Can you imagine what it would be like today if the thirteen colonies had lost the Revolutionary War? There would be no United States, and we would be living under British rule. Sounds like the basis for a new Netflix original, right? Well, happily we don’t have to imagine that unfortunate outcome.
The Treaty of Paris Ended the American Revolution
On January 14th, we mark the 1784 ratification of the Treaty of Paris, which officially ended the Revolutionary War and established the United States as a free and independent nation. Over the centuries, lots of documents were called the Treaty of Paris, but the one that ended the American Revolution is the Treaty of Paris of 1783. It was negotiated in Paris, France by American patriots and British representatives, then brought back to Annapolis to be ratified by the Continental Congress.
The Treaty Made our New Government Possible
When the Treaty was negotiated and signed across the Atlantic, the fledgling United States was represented in the process by Ben Franklin, John Jay, Henry Laurens, and John Adams. These statesmen actually negotiated a pretty good deal for the original thirteen states. It established American sovereignty and independence from the British monarchy, and provided for British military withdrawal. The document defined the borders of the new American nation – from the Atlantic Ocean to the Mississippi River, and from what is now Canada to Spanish Florida. It also defined American and British use of the Mississippi River as well as fishing rights around Newfoundland. Finally, the Treaty pledged to release prisoners of war and to protect the civil rights of colonists who had remained loyal to the British.
Annapolis was the Capital of the United States
After the Treaty was signed in Paris, the Continental Congress had six months to ratify it, so delegates from the thirteen new States were called to the Maryland State House in Annapolis – our nation’s first peacetime capital. Winter travel was difficult, but delegates from nine of the thirteen original states arrived just in the nick of time for Congress to ratify the Treaty.
The Congress we’re talking about wasn’t the bicameral Congress we have today. Instead it was a one-house Congress of representatives from the original thirteen States organized under the Articles of Confederation. (Remember this from social studies class?). Under the Articles of Confederation, our new nation’s first federal government was pretty weak and couldn’t pay its war debts or its soldiers. Before long, the Articles of Confederation had to be replaced by today’s more durable Constitution of the United States.

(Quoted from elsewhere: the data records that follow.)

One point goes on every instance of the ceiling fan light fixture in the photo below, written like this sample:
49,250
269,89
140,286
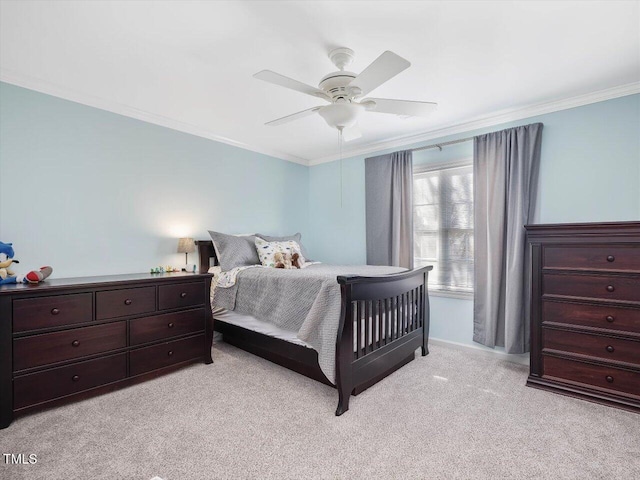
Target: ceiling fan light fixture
341,57
341,115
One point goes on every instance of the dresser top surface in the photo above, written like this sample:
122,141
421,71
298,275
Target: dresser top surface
601,229
88,282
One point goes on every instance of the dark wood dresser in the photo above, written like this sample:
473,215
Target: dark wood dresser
67,339
585,311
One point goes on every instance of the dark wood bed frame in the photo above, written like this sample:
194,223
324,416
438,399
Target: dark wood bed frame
399,302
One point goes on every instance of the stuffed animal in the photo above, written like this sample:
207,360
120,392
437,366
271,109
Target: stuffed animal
282,260
297,260
8,276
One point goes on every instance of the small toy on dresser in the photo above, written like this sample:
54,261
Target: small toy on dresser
9,276
167,269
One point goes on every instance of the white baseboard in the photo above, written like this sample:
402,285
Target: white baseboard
520,358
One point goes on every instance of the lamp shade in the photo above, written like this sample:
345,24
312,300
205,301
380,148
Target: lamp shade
186,245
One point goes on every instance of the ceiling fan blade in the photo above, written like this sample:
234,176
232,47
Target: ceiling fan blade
277,79
383,68
402,107
293,116
351,133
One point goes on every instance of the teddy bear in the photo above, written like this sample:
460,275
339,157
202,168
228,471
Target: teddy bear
297,260
8,276
285,260
282,260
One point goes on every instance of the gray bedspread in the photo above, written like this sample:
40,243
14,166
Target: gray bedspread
305,301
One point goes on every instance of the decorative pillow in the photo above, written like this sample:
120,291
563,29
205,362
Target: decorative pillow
234,251
267,250
295,237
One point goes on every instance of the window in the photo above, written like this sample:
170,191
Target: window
443,226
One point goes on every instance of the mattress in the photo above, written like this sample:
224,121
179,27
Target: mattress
252,323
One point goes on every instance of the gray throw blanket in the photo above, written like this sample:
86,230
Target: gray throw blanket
305,301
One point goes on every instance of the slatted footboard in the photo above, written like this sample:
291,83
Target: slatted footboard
383,321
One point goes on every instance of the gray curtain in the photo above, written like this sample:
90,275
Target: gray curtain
389,209
505,170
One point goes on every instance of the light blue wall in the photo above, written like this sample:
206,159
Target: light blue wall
90,192
589,172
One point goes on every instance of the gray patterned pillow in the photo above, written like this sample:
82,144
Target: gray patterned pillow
234,251
295,237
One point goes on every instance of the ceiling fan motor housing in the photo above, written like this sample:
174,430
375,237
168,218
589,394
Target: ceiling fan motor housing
341,115
336,85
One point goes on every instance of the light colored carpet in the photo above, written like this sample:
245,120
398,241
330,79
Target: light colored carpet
453,414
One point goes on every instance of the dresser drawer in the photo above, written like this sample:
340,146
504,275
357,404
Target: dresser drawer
598,316
159,327
125,302
59,382
169,353
181,295
54,311
606,348
55,347
605,287
624,258
609,378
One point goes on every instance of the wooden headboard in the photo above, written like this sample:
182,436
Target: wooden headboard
206,252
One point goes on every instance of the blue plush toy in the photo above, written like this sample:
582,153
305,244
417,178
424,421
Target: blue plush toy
8,276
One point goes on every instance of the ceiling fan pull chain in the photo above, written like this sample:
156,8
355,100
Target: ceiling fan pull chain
340,147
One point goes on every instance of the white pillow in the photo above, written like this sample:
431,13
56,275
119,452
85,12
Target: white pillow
267,250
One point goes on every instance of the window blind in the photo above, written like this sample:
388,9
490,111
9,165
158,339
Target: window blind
443,227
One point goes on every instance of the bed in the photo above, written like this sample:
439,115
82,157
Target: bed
389,321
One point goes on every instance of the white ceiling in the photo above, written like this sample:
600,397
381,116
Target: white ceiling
189,64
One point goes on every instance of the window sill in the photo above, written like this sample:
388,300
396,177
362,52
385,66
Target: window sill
445,293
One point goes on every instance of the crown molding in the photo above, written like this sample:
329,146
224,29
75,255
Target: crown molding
49,88
496,118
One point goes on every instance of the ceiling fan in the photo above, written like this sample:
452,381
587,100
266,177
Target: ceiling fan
344,90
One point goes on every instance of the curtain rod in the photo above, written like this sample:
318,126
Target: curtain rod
443,144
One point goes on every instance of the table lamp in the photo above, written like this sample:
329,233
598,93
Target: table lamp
186,245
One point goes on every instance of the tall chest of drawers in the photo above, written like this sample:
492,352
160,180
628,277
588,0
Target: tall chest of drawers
67,339
585,311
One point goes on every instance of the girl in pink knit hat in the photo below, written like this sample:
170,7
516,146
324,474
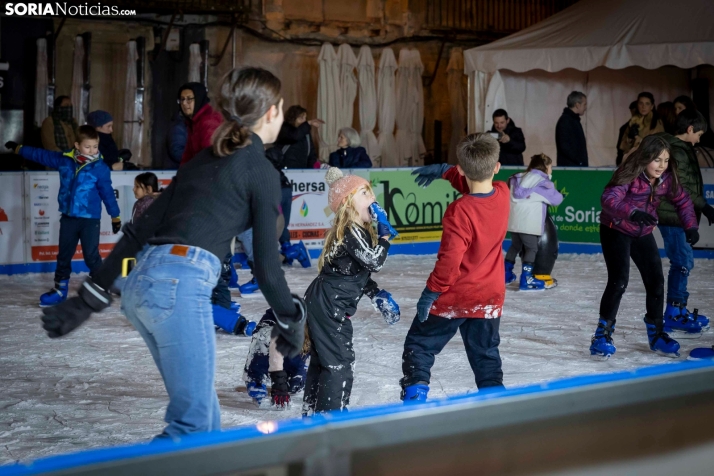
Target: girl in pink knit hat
352,252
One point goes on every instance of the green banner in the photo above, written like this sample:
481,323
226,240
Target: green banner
416,212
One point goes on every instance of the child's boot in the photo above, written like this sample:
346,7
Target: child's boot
528,281
510,275
279,391
660,342
601,346
415,393
677,321
55,295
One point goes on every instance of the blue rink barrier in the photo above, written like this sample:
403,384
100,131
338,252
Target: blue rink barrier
327,444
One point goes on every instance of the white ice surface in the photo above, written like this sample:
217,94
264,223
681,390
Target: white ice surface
100,387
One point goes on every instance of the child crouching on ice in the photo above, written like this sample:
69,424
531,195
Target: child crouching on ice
465,292
352,252
531,193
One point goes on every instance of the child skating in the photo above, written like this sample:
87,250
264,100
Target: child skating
465,292
629,214
351,253
531,193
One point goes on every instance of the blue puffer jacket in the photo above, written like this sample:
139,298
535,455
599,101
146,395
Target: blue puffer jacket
81,185
350,158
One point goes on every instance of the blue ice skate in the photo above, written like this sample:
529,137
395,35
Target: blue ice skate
250,287
660,342
528,281
256,391
701,353
678,322
415,393
510,275
601,346
55,295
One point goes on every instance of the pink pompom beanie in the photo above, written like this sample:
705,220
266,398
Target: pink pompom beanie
341,186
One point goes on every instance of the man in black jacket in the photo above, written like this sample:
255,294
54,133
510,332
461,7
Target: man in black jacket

When it first became clear that the Articles of Confederation weren’t quite working out, a national assembly known as the Annapolis Convention convened here to discuss interstate trade and commerce problems. Because the Maryland State House was under construction, the delegates met in Mann’s Tavern in Annapolis near what is now Conduit and Main Streets. Alexander Hamilton drafted the Annapolis Report to propose the next national convention in Philadelphia to overhaul the Articles of Confederation, arguing that the nation needed to revise the Articles before addressing its commerce issues. The ensuing convention in Philadelphia created our United States Constitution, finally adopted on September 17, 1787.
Visit the Old Senate Chamber Where History Happened
Today you can visit the very room in the Maryland State House in which Congress ratified the Treaty of Paris. Congress met in the Old Senate Chamber, now restored to look as it did when Congress met here from November 1783 to August 1784. In this same room in 1783, General George Washington resigned his Commission as Commander in Chief of the Continental Army, an event that established the subordination of the American military to our civilian government.
Original Treaty of Paris. Signers: Henry Laurens, John Adams, Benjamin Franklin, John Jay.
Later this year, a planned private exhibit called the “Hall of the Presidents before Washington” is intended for opening elsewhere in Annapolis. The exhibit is a collection of documents and photographs describing fourteen patriots who served in presidential roles before George Washington was elected President. This same collection was previously on display in the historic Maryland Inn.
View the Original Documents
The original ratified Treaty of Paris is held in the National Archives in Washington, DC. Upon the Treaty’s ratification, Congress printed thirteen copies, one for each state, of a proclamation to notify the citizenry that the Treaty was ratified and American independence was assured. Only a few of the original proclamations remain today.
The Maryland State Archives in Annapolis holds the original Maryland copy bearing the embossed seal of Congress and the signature of Thomas Mifflin, then president of Congress. The Maryland State Archives also holds the original printed proclamation by Maryland Governor William Paca informing Marylanders that the Treaty had been ratified.
The four-year period from the 1783 Treaty of Paris negotiations through the 1787 adoption of the new Constitution is referred to as the “Treaty of Paris Period.” Annapolis played a dramatic role in American history during this era that transformed us from a people at war to a young nation operating under the enduring and adaptable Constitution of the United States of America.